Sampling took off with hip-hop, and as pop and hip-hop have intertwined with each other and digital technology, the practice is more pervasive than ever. Today, being a star and making popular music is “a game of ceaseless, crafty annexation.” The key to bringing a star as somewhat shifted from being musically talented to being able to intuit the next function of pop music’s algorithm—all while avoiding legal trouble and maintaining a brand. Today “artists pounce on emerging trends as quickly as brands do; fresh sounds and innovations wash through the industry like runoff.”

One of my favorite artists, Evan Roth, said that digital content by “it’s nature wants to be free. I’ve heard the analogy of it being like water flowing down a mountain.” Maybe in the age of Spotify and SoundCloud rappers where most music is experienced as a digital file, we should let it be freer. But freedom also comes with responsibility and requires criticality.

Billie Eilish’s debut album came out this week and a few friends have asked me if I’ve listened to it yet. I haven’t and the reason has nothing to do with the music. Her image and brand are so contrived that I have no interest in her music. For me, Eilish is solely the result of an algorithm, and doesn’t seem all that critical of it, and I have no interest in her music. Maybe I’m being too harsh. Maybe she challengings my critique in her music. Maybe she is more aware than I’m giving her credit for. Maybe she will prove me wrong. But I don’t think that’s the case, especially in terms of her image.
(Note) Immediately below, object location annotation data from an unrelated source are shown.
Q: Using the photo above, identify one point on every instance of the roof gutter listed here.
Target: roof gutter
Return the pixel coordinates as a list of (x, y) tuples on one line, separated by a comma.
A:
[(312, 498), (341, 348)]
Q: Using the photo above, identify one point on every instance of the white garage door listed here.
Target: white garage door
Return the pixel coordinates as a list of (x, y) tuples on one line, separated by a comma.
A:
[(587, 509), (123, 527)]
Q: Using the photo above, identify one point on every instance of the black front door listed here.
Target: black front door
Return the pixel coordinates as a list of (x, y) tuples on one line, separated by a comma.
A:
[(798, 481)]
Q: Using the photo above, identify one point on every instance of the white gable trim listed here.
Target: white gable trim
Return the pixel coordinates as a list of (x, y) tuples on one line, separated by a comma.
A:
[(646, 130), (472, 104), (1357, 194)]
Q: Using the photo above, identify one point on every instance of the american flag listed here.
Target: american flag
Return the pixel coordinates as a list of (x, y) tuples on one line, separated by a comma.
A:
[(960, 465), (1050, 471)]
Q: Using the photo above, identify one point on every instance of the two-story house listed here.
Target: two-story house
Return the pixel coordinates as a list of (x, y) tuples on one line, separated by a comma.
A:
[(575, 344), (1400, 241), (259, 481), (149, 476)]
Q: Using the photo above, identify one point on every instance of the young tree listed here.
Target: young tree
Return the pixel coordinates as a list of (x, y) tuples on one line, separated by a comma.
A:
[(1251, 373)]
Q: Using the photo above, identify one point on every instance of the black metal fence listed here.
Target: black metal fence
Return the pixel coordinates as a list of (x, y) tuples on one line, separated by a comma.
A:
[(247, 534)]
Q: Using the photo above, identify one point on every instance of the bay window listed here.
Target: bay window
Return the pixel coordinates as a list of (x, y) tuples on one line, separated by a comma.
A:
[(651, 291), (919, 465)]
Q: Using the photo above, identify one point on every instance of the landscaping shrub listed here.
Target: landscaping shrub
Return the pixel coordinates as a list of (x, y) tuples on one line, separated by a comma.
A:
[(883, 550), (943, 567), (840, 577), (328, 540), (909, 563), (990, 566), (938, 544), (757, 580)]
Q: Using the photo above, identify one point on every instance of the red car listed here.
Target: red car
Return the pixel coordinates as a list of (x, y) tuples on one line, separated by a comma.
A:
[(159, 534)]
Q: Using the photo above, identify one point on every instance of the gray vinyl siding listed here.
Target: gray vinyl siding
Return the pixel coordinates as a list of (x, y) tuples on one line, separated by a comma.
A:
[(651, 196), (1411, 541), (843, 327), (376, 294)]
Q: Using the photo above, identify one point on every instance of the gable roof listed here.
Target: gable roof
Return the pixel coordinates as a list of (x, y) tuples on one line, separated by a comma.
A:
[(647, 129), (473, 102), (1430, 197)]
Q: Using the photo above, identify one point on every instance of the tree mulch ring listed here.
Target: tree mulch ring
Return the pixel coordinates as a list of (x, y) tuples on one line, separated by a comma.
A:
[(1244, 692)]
7. SoundCloud: RIP Harambe

Elon Musk just needs to stop. In every way possible. Last week, Musk released a song about Harambe, the beloved gorilla that was tragically killed in 2016 after a 3-year-old boy climbed into his enclosure. Like yes, RIP Harambe, but WTF ARE YOU DOING, MUSK?!?!

Don’t buy a Tesla, FUND PUBLIC TRANSIT.

8. The Grapevine: A Photo of Beyoncé’s Kids Made It to Social Media and Somebody Getting Fired

This may not seem like a big deal, BUT IT IS! This is a thing for two reasons. One, Beyonce and Jay clearly want privacy for their twins, Sir and Rumi, as they don’t share pictures of them and they are seldom (if ever) see in public and leaking a photo is CLEARLY a breach of the family’s privacy. Second, the twins have been suspiciously absent in Beyonce and Jay’s lives since their birth in 2017, especially in comparison to how often we see Blue, the couple’s first child. All of this basically means the leak is juicy as shit.

The fact that we rarely see the twins has prompted some people to think that it isn’t as much a privacy concern on the part of Bey and Jay, but is due to the fact that their children aren’t as cute as other celebrity kids—just think of John Legend and Crissy Teigen’s kids, and regardless of what you think about Kim and Kanye they make cute babies.

Now I’m not saying that is judging celebrities’ babies cuteness is nice, right or fair game, but it is one that is being played. I even know some people that have proposed that Beyonce didn’t use Jay’s sperm because she wanted cuter babies  ¯\_(ツ)_/¯.

But someone is getting fired, or at least canceled.

9. The Real News: Privatization and Kickbacks: Why the Healthy Holly Scandal Is Bigger Than Baltimore’s Mayor

LMFAO! So this isn’t funny at all, but I sometimes laugh at inappropriate times and idk what else to do because this story is SO WILD! Basically, Baltimore is HELLA corrupt and the Mayor, Catherine Pugh got like $500,000 in kickbacks for writing a children’s book that has mostly disappeared…  thousands of copies are missing. Now, Pugh is taking a leave of absence, ostensibly due to her health. Or is she coming back next week? Baltimore, get your shit together.

10. NPR: ‘New York Times’ Journalist Describes An ‘Almost Unimaginable’ Crisis In Venezuela

I don’t post about Venezuela each week, but recently it feels like I should. So much has happened in the country since Hugo Chávez’s death in 2013. And so much has happened since Juan Guaido Interim President in January.

In this interview, journalist Nicholas Casey discusses Venezuela’s recent history and current state, and how what was once one of South America’s most prosperous countries can no longer provide its citizens consistant power.